UK-REBOA is the first RCT of REBOA in trauma hemorrhage control.

Study sites had low-frequency REBOA deployments with prolonged prehospital times; most enrolled patients suffered blunt trauma. It is unknown whether centers with higher-frequency REBOA deployment would demonstrate the same lack of benefit and potential harms of REBOA found in UK-REBOA. The same speculation holds for penetrating trauma. Additionally, without detailed descriptions of the REBOA training requirements and non-standardized REBOA devices, the findings should be interpreted carefully [3].
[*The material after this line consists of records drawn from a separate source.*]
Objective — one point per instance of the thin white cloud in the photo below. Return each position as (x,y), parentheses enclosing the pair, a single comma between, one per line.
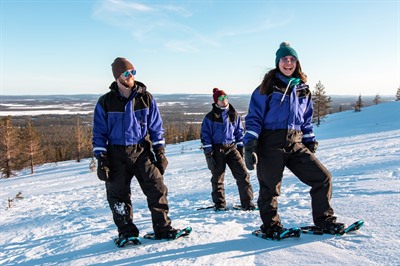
(165,23)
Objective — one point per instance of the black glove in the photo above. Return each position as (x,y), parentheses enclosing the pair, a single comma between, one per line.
(211,164)
(312,146)
(103,167)
(250,155)
(161,161)
(240,150)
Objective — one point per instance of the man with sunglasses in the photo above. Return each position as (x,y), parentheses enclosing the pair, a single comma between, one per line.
(222,139)
(127,124)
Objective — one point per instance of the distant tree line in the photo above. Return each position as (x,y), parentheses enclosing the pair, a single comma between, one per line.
(27,142)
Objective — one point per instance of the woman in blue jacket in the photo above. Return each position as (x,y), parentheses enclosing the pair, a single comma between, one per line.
(222,139)
(279,134)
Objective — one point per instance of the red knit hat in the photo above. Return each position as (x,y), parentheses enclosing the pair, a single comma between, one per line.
(217,93)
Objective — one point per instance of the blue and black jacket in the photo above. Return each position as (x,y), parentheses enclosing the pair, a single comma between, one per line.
(126,121)
(221,127)
(283,115)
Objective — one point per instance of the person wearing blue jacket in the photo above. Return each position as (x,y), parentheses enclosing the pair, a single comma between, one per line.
(279,134)
(127,124)
(222,140)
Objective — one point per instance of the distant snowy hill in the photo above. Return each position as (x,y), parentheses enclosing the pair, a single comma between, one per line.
(64,218)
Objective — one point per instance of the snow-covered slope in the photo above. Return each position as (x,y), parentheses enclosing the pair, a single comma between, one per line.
(64,218)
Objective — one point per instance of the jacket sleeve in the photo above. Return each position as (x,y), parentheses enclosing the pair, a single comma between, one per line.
(307,127)
(100,130)
(239,131)
(155,127)
(255,117)
(206,134)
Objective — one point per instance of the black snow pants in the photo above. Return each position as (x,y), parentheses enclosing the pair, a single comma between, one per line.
(228,154)
(126,162)
(303,164)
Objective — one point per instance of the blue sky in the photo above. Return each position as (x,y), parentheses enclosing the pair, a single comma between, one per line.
(67,47)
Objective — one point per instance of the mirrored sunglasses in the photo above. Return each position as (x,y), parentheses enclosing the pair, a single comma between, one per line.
(222,97)
(287,59)
(129,72)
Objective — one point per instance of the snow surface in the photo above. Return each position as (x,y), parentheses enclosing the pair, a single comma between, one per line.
(64,218)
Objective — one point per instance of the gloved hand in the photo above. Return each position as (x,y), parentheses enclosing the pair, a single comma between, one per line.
(250,155)
(312,146)
(161,161)
(211,164)
(240,150)
(103,167)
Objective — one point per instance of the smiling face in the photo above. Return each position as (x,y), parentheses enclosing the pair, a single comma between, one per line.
(287,65)
(128,80)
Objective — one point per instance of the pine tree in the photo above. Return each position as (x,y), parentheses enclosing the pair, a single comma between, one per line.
(8,146)
(31,151)
(321,103)
(359,104)
(377,99)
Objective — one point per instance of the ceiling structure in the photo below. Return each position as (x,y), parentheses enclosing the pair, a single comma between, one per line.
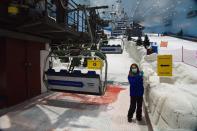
(168,14)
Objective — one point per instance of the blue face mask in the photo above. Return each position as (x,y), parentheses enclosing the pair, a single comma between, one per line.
(134,71)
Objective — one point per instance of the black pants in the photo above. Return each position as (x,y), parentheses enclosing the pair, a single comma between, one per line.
(135,100)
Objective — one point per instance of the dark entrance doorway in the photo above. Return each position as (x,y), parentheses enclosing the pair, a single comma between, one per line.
(21,70)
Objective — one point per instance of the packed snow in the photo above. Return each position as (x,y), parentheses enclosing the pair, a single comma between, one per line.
(171,101)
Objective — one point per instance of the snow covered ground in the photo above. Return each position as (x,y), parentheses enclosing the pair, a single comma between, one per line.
(171,100)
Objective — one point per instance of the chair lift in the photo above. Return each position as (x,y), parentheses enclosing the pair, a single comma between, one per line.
(106,48)
(74,81)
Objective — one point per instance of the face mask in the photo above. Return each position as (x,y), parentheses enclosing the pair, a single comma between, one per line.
(134,71)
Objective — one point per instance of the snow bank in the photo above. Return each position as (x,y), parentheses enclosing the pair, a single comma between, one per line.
(171,101)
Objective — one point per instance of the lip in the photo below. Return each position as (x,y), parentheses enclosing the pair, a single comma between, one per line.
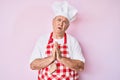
(59,28)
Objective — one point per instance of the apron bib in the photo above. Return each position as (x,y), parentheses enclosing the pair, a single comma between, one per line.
(62,72)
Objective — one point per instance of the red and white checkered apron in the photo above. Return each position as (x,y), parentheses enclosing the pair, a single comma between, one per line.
(62,72)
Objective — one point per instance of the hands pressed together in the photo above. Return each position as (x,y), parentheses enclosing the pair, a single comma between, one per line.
(56,53)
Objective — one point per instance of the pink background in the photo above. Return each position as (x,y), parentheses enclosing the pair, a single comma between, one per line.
(97,28)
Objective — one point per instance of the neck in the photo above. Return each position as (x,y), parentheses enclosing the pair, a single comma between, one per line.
(57,35)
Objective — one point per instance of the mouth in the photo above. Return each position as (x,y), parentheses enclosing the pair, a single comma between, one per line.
(59,28)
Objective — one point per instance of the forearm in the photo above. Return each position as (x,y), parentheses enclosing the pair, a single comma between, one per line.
(76,65)
(38,64)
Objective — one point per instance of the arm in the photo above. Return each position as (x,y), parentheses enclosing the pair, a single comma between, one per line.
(38,64)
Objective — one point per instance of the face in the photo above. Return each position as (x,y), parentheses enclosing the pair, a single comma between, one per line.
(60,24)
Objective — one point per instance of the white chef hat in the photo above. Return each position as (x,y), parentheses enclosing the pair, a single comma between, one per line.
(65,9)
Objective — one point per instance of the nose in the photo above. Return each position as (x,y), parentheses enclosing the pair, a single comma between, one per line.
(61,23)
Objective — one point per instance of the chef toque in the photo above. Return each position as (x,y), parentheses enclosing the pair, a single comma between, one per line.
(65,9)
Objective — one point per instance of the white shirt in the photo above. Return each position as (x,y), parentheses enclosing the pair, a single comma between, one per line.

Dr. Jacinthe Lampron, Medical Trauma Director of The Ottawa Hospital, states “the benefits of REBOA in this trial may be outweighed by the time lost. The control group had faster access to definitive hemorrhage control possibly contributing to their improved outcomes. This study should make Canadian trauma providers question the clinical value of using REBOA for trauma patients.”

Bottom line

REBOA in trauma patients with hemorrhage does not reduce, and may increase, mortality compared to standard care. Future larger studies are needed to accurately address the role of REBOA before discrediting its utility. In Canadian hospitals, REBOA should be deployed on a case-by-case basis and limited to centers familiar with REBOA.